I don't understand why I can't have a nls function for these data. I have tried with a lot of different start values and I have always the same error.
Here is what I have been doing:
expFct2 = function (x, a, b,c)
{
a*(1-exp(-x/b)) + c
}
vec_x <- c(77.87,87.76,68.6,66.29)
vec_y <- c(1,1,0.8,0.6)
dt <- data.frame(vec_x=vec_x,vec_y=vec_y)
ggplot(data = dt,aes(x = vec_x, y = vec_y)) + geom_point() +
geom_smooth(data=dt, method="nls", formula=y~expFct2(x, a, b, c),
se=F, start=list(a=1, b=75, c=-5)
I have always this error:
Error in method(formula, data = data, weights = weight, ...) :
singular gradient
This can be written with two linear parameters (.lin1
and .lin2
) and one nonlinear parameter (b
) like this:
a*(1-exp(-x/b)) + c
= (a+c) - a * exp(-x/b)
= .lin1 + .lin2 * exp(-x/b)
where .lin1 = a+c
and .lin2 = -a
(so a = - .lin2
and c = .lin1 + .lin2
) This lets us use "plinear"
which only requires specification of a starting value for the single nonlinear parameter (eliminating the problem of how to set the starting values for the other parameters) and which converges despite the starting value of b=75
being far from that of the solution:
nls(y ~ cbind(1, exp(-x/b)), start = list(b = 75), alg = "plinear")

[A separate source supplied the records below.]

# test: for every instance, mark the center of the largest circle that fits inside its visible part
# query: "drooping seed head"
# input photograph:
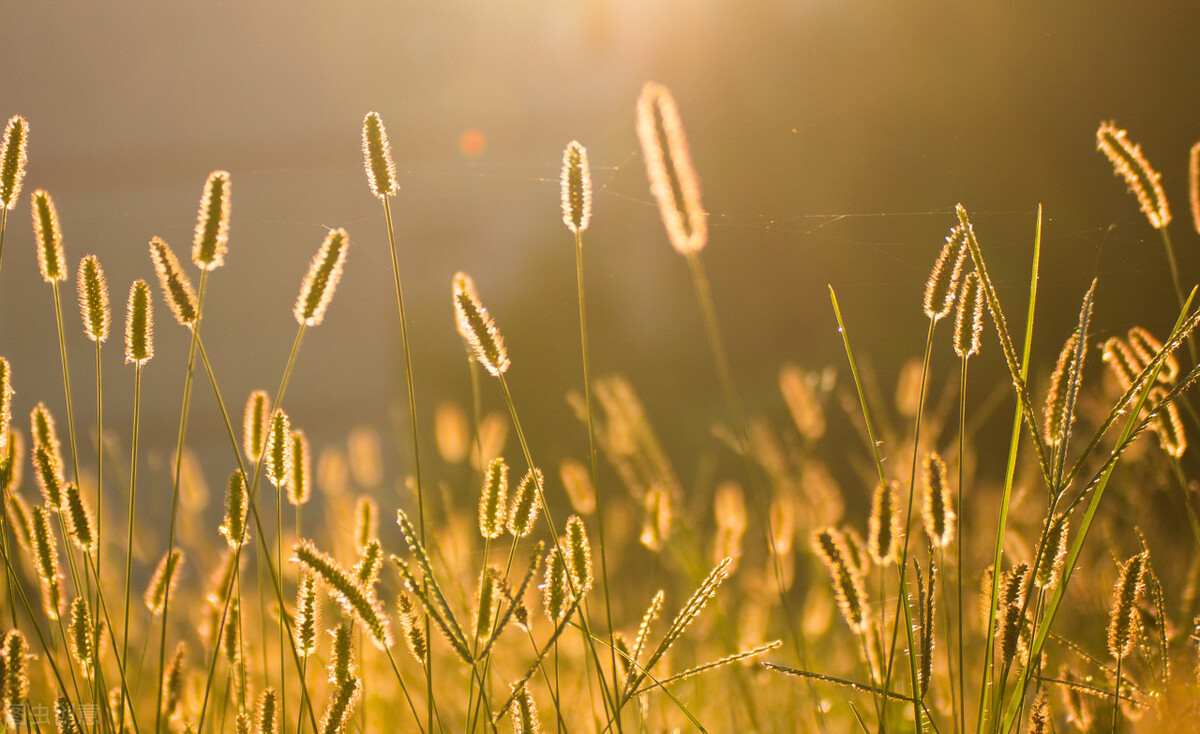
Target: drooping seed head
(577, 483)
(318, 286)
(939, 510)
(579, 554)
(673, 181)
(81, 525)
(487, 599)
(163, 578)
(523, 711)
(576, 184)
(969, 317)
(51, 258)
(300, 480)
(1050, 564)
(943, 281)
(211, 240)
(526, 504)
(94, 299)
(46, 560)
(477, 324)
(847, 582)
(267, 717)
(1145, 347)
(1122, 619)
(1143, 180)
(177, 288)
(237, 504)
(253, 426)
(377, 156)
(138, 324)
(883, 525)
(307, 617)
(493, 499)
(279, 449)
(12, 161)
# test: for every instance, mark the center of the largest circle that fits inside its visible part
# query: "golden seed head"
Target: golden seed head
(237, 504)
(163, 578)
(94, 299)
(577, 483)
(576, 182)
(300, 480)
(175, 286)
(939, 509)
(969, 317)
(253, 425)
(51, 258)
(279, 449)
(526, 504)
(847, 582)
(211, 240)
(673, 181)
(493, 499)
(1123, 618)
(1143, 180)
(377, 156)
(883, 525)
(477, 325)
(579, 555)
(943, 281)
(139, 324)
(321, 282)
(79, 523)
(12, 161)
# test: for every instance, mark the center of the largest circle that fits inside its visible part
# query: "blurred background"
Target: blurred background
(832, 140)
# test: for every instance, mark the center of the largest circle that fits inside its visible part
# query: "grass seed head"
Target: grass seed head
(478, 326)
(237, 504)
(943, 281)
(51, 259)
(94, 299)
(526, 504)
(175, 286)
(300, 479)
(969, 317)
(939, 509)
(377, 156)
(163, 578)
(673, 181)
(12, 161)
(493, 499)
(576, 182)
(211, 240)
(1143, 180)
(138, 324)
(1123, 618)
(318, 286)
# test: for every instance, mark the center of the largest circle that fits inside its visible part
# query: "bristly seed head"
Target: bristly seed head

Here is the result of a run from which we can see from the size of .lin2
that the problem is badly scaled:
> x <- c(77.87,87.76,68.6,66.29)
> y <- c(1,1,0.8,0.6)
> nls(y ~ cbind(1, exp(-x/b)), start = list(b = 75), alg = "plinear")
Nonlinear regression model
model: y ~ cbind(1, exp(-x/b))
data: parent.frame()
b .lin1 .lin2
3.351e+00 1.006e+00 -1.589e+08
residual sum-of-squares: 7.909e-05
Number of iterations to convergence: 9
Achieved convergence tolerance: 9.887e-07
> R.version.string
[1] "R version 2.14.2 Patched (2012-02-29 r58660)"
> win.version()
[1] "Windows Vista (build 6002) Service Pack 2"
EDIT: added sample run and comment on scaling.